When The Free Agent isn’t busy advising world leaders, she occasionally checks out what’s showing on the TV machine. A recent marathon of MTV’s documentary series, “Teen Mom” hooked her like crack.
The show follows four veterans of a previous series, “16 and Pregnant”. One couple placed their baby with adoptive parents, two couples broke up, and one, Amber and Gary, are as of this week’s episode, still trying to live as a family. The series focuses on the girls’ struggles to finish high school, find new boyfriends, and get along with the family members upon whom they depend for financial and babysitting support. While MTV doesn’t sugar-coat their lives at all, neither does it make the hard realities of teen motherhood explicit.
In the first season, Amber and her fiancé Gary shared an apartment with their daughter Leah, and we saw Amber struggle, then give up on finishing high school. When she got a part-time job at a tanning salon, she found she didn’t have time to keep up with her GED class either. If she does not go back to school, the chance that Leah will grow up in poverty is 64%, compared to 7% had she been born to a mother who had at least a GED, and whose mother was married and at least 20 years old when she was born.
Children of teen mothers have a 33% dropout rate, almost one in three is diagnosed with depression, 16% will be incarcerated, and 25% will become teen parents themselves. (Worse yet, some grow up to be president.) 30% of U.S. teens will become pregnant, a rate far higher than any other industrialized nation, twice that, for example, of Canada.
But what has this to do with The Free Agent’s wheelhouse? Amber and Gary fought constantly, she nagging him to help her more and support her need for time to study. Gary’s point of view was that since he was supporting the family and they had money in the bank, he was doing his duty.
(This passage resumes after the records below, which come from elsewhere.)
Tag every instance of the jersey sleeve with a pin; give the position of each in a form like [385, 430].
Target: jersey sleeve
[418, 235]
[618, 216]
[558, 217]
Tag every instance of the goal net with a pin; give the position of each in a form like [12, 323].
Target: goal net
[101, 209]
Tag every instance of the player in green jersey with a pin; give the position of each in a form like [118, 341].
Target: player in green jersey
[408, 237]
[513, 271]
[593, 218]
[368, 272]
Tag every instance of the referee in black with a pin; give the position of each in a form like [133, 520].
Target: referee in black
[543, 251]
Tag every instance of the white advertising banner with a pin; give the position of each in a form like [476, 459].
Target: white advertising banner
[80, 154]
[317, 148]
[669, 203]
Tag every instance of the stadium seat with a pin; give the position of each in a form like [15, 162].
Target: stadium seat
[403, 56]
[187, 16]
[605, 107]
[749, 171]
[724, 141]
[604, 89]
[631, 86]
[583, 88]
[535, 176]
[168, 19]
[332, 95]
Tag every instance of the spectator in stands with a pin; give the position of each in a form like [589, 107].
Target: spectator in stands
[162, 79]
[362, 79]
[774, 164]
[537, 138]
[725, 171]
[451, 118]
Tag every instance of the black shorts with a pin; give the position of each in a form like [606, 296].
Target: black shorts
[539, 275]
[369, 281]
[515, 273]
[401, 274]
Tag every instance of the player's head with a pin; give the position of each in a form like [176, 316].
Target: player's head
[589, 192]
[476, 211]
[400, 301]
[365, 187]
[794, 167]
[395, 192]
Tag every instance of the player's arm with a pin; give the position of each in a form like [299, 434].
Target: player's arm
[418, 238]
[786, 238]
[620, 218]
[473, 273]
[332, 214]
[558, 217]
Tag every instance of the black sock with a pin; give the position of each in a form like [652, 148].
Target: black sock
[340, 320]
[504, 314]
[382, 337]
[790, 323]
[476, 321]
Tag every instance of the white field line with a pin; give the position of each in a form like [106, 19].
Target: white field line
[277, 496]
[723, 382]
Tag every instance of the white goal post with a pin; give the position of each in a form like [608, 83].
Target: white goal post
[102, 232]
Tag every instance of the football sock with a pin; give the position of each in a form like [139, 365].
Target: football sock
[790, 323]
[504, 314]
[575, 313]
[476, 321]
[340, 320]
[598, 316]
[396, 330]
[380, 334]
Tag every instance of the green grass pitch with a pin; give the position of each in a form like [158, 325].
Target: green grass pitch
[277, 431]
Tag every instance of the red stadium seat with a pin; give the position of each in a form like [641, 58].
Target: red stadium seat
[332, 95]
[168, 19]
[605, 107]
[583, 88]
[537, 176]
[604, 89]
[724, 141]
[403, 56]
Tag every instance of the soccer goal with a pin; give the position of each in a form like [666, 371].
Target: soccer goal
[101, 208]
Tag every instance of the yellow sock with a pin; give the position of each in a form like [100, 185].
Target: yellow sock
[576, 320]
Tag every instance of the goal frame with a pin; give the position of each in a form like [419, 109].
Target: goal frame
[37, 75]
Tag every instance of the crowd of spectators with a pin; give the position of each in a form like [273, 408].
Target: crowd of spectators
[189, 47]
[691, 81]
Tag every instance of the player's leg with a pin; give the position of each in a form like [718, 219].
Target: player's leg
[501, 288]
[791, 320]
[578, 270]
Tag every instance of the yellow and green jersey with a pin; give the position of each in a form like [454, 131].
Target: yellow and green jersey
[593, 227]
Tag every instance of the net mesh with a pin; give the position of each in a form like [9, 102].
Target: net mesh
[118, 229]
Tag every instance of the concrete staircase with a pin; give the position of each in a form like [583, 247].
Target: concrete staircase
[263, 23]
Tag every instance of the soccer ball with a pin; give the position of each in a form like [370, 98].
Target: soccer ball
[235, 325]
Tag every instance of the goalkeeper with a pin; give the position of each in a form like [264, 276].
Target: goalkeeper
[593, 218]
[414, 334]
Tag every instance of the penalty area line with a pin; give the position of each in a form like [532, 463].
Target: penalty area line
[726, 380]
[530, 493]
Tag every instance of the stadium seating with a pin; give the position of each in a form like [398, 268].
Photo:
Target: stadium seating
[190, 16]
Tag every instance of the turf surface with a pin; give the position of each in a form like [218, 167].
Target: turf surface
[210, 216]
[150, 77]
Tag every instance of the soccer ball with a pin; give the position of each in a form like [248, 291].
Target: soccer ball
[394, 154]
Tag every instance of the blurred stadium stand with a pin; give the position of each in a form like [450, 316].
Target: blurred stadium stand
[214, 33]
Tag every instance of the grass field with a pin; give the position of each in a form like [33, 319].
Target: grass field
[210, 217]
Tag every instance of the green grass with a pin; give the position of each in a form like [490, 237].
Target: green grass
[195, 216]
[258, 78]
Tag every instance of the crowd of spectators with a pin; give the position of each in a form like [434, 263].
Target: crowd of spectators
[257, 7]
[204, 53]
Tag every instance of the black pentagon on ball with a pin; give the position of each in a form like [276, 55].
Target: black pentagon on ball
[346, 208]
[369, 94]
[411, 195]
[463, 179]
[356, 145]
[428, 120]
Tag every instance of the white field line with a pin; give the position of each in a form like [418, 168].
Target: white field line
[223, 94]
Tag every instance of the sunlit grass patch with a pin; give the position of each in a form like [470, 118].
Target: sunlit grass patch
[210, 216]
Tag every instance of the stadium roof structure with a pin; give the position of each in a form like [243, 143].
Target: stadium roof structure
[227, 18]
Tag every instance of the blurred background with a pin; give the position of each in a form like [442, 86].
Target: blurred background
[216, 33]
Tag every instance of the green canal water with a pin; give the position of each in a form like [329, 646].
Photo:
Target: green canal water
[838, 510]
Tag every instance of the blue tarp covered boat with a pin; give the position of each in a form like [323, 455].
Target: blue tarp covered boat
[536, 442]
Finally, Amber had had enough. “I didn’t want to ask the government for help,” she said, “but I just couldn’t go on fighting with Gary all the time. It wasn’t good for Leah.” Engagement broken, Amber found a replacement spouse who gives her no grief and asks only that she fill out paperwork—the state of Indiana. (Because she works, Amber will also get a big chunk of Earned Income Tax Credit when she files her federal return.) But she doesn’t experience it as being hopelessly dependent on her fellow citizens. “I’ve got my own place now,” she says, “and I’m paying the bills.”
The Free Agent will not tell anyone when they may spawn, but neither does she think a birth certificate should come stapled to a blank check on the taxpayers’ account.
In the first episode of season two, by the way, we learn that Gary has lost his job and moved into Amber’s apartment. The Free Agent is now in a three-way.